In that year BHP attempted to reduce wages on the expiration of an existing industrial agreement. In response the unions commenced a recruitment campaign and began agitation for increased wages. Following an agreement on conditions BHP closed its mins and announced that it would re-open 'after the Christmas period with rates reduced by 12.5 percent. The company eventually re-opened with non-union labour. In response the unions picketed the mine and battles with police ensued. The lockout lasted 20 weeks with many miners defecting from the union ranks.

Following World War I the unions, who had recovered from the 1909 strike and consolidated their position, campaigned for a reduction in hours and improved safety. Extended industrial action in 1919-1920 led to the introduction of a 35-hour working week. The Barrier unions continued to campaign aggressively throughout the 20th century for improvements in the working conditions of their members.

The Trades Hall received $60,000 funding, to be matched by the Trades Hall Trust, in April 2017 for major repairs to the building's leaking roof.

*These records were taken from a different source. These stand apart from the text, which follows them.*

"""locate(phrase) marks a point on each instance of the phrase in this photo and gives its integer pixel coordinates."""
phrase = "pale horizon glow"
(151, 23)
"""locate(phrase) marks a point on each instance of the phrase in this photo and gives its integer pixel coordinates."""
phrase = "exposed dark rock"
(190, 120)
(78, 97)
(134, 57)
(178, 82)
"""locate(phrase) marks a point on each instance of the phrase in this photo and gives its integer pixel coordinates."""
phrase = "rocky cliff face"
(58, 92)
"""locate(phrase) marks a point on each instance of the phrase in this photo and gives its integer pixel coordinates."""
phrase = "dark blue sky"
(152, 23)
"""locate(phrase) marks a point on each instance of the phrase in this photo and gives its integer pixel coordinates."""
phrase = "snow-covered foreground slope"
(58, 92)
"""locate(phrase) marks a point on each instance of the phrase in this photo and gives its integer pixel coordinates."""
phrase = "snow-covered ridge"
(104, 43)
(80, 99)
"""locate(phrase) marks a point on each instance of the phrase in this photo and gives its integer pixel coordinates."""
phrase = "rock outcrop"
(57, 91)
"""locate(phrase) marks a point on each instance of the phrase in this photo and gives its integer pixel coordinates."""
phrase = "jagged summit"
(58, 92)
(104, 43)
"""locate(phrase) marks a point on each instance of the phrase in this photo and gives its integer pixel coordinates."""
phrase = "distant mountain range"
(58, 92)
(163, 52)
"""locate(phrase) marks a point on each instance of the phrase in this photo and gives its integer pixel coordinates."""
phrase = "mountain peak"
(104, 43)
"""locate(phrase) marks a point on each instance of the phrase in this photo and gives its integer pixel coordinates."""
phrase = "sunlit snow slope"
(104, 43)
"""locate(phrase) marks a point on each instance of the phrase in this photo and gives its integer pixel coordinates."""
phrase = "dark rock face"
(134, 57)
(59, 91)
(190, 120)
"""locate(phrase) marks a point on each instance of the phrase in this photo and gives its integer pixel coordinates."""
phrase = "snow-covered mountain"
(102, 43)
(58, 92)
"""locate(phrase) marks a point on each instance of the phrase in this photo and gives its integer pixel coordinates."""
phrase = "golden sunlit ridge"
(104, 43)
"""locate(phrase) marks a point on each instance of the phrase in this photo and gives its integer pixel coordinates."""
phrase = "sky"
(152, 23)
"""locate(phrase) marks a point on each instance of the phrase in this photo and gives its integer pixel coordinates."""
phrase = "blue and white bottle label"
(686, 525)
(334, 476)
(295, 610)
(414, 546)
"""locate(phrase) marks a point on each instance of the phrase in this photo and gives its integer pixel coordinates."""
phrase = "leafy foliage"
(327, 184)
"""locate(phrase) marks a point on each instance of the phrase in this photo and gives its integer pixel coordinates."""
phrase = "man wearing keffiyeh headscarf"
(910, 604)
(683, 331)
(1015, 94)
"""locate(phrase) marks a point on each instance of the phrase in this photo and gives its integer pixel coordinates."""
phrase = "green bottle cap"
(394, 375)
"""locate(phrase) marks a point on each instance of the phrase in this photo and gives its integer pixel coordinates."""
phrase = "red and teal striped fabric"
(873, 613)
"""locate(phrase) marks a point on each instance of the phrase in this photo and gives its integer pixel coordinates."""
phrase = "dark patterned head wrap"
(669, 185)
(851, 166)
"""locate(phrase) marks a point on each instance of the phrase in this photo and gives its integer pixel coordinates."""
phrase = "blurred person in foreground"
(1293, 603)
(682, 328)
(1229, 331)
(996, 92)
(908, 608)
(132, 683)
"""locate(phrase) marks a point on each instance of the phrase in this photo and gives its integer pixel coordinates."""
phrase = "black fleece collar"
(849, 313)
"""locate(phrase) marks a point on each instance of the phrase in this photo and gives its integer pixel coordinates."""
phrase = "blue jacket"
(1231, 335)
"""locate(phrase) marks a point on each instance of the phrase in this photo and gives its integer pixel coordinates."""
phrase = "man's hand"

In 2018, Broken Hill Trades Hall continues to house the Barrier Industrial Council, the Broken Hill Town Employees' Union, and the Broken Hill office of the Construction, Forestry, Maritime, Mining and Energy Union's mining and energy division.

== Description ==

Built from 1898 to 1905, the Broken Hall Trades Hall is one of the few surviving Victorian buildings in Broken Hill prominently located, and has been little altered externally since it was built. Its chief internal feature is a vast painted ceiling in a geometrical pattern.

It is constructed of stone, rendered, and painted with ornamental encrustations, and has an iron mansard roof. The glass fanlight above the door features roses. There is a main hall at the rear which has a vast ceiling painted in shades of green in a geometrical pattern.

- Collection
The Trades Hall Collection consists of a wide variety of artefacts associated with the history of the union movement in Broken Hill and with specific events in that history. It includes collections of union badges, union banners and signs, 2 large AMA flags, documents including picket maps from the 1909 lockout and collections of correspondence, invoices and dockets.

Items in the collection are generally in sound condition although some require conservation interventions and the implementation of more appropriate storage arrangements (13/6/2008).

== Heritage listing ==
Trades Hall was listed on the New South Wales State Heritage Register on 2 April 1999.